Я пытаюсь скрыть потрясение. Кроме нас с Тобиасом – никого? Но его результат был настоящим, а мой – поддельным. Значит, на самом деле он один.

У меня сводит живот при мысли о нем. Сейчас мне плевать, насколько он уникален. Он назвал меня жалкой.

–  Что заставило тебя выбрать Лихость?  – спрашивает она.

–  Какое это имеет значение?  – Я стараюсь смягчить свой голос, но получается плохо.  – Разве вы не собираетесь наказать меня за то, что я покинула свою фракцию и отправилась на поиски брата? «Фракция превыше крови», верно?

Я делаю паузу.

–  Кстати, как вообще я оказалась в вашем кабинете? Разве вы не важная шишка?

Возможно, это немного осадит ее.

Ее рот на мгновение кривится.

–  Наказание оставим лихачам.  – Она откидывается в кресле.

Я кладу руки на спинку кресла, в которое отказалась сесть, и стискиваю пальцы. За ее спиной – окно с видом на город. Поезд лениво поворачивает вдалеке.

–  Что до причины твоего присутствия здесь… моей фракции свойственно любопытство,  – продолжает она,  – и, изучая твои записи, я обнаружила еще одну ошибку с симуляцией. Ее также не удалось записать. Тебе известно об этом?

–  Как вы получили доступ к моим записям? Он есть только у лихачей.

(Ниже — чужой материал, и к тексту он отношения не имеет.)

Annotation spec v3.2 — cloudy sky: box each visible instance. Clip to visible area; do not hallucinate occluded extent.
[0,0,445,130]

–  Поскольку симуляции разработала Эрудиция, у нас существует… взаимопонимание с лихачами, Беатрис.  – Она наклоняет голову и улыбается мне.  – Меня всего лишь волнует добротность нашей технологии. Если в твоем присутствии она пасует, я должна это прекратить, понимаешь?

Я понимаю только одно: она лжет. Ее не волнует технология… она подозревает, что с моими результатами что  то неладно. Как и лидеры Лихости, она вынюхивает дивергентов. И если мама хочет, чтобы Калеб исследовал симуляционную сыворотку, то это потому, что ее разработала Жанин.

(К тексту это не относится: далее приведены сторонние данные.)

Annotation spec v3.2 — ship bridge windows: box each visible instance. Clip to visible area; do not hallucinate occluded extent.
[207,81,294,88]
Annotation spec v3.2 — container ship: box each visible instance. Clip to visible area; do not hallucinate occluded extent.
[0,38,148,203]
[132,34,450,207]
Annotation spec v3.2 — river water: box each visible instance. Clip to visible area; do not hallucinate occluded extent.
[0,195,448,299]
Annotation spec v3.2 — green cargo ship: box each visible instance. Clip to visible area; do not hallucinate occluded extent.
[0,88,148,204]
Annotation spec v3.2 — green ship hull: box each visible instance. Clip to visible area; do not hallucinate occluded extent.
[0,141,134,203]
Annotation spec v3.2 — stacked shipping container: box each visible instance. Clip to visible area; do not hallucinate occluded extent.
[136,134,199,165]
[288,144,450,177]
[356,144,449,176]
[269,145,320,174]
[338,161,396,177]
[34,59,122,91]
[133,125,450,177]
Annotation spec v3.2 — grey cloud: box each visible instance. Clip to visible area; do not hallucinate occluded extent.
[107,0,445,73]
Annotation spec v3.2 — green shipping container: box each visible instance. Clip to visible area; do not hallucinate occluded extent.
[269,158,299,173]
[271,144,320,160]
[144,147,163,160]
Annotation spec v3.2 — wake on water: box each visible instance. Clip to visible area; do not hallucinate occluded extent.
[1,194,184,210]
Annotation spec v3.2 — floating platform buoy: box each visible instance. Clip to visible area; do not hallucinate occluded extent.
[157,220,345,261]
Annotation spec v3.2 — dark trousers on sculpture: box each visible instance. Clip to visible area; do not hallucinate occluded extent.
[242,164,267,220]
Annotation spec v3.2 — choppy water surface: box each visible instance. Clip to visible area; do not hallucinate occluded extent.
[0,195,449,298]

Но что такого угрожающего в моей способности манипулировать симуляциями? Какое это имеет значение для представителя Эрудиции?

Я не могу ответить ни на один вопрос. Но ее взгляд напоминает мне взгляд бойцового пса в проверке склонностей – злобный, хищный взгляд. Она хочет порвать меня в клочья. Я не могу лечь в знак подчинения. Мне нужно самой превратиться в бойцового пса.

Сердце пульсирует в горле.

–  Я не знаю, как это работает,  – начинаю я,  – но от жидкости, которую мне вкололи, меня затошнило. Возможно, распорядитель симуляции отвлекся, потому что беспокоился, не вырвет ли меня, и забыл ее записать. После проверки склонностей мне тоже стало плохо.

–  У тебя всегда был слабый желудок, Беатрис?  – Ее голос острый, как лезвие бритвы. Она барабанит подстриженными ногтями по стеклянной столешнице.

–  С самого детства,  – как можно небрежнее отвечаю я.

Я отпускаю спинку кресла и обхожу его, чтобы сесть. Нельзя казаться напряженной, пусть даже мои внутренности сплелись в змеиный клубок.

–  Ты невероятно успешна в симуляциях,  – говорит она.  – Чем ты объяснишь легкость, с которой справляешься с ними?

–  Я смелая.

Я смотрю ей прямо в глаза. У других фракций сложился вполне определенный образ лихачей. Дерзких, агрессивных, импульсивных. Наглых. Я должна соответствовать ее ожиданиям. Я ухмыляюсь ей.

–  Я лучший неофит, который им достался.

Я наклоняюсь вперед, упирая локти в колени. Надо развить тему, чтобы она мне поверила.

–  Хотите знать, почему я выбрала Лихость? Потому что скучала.

Еще, еще. Ложь должна быть убедительной.

–  Я устала быть добренькой малюткой и хотела вырваться на свободу.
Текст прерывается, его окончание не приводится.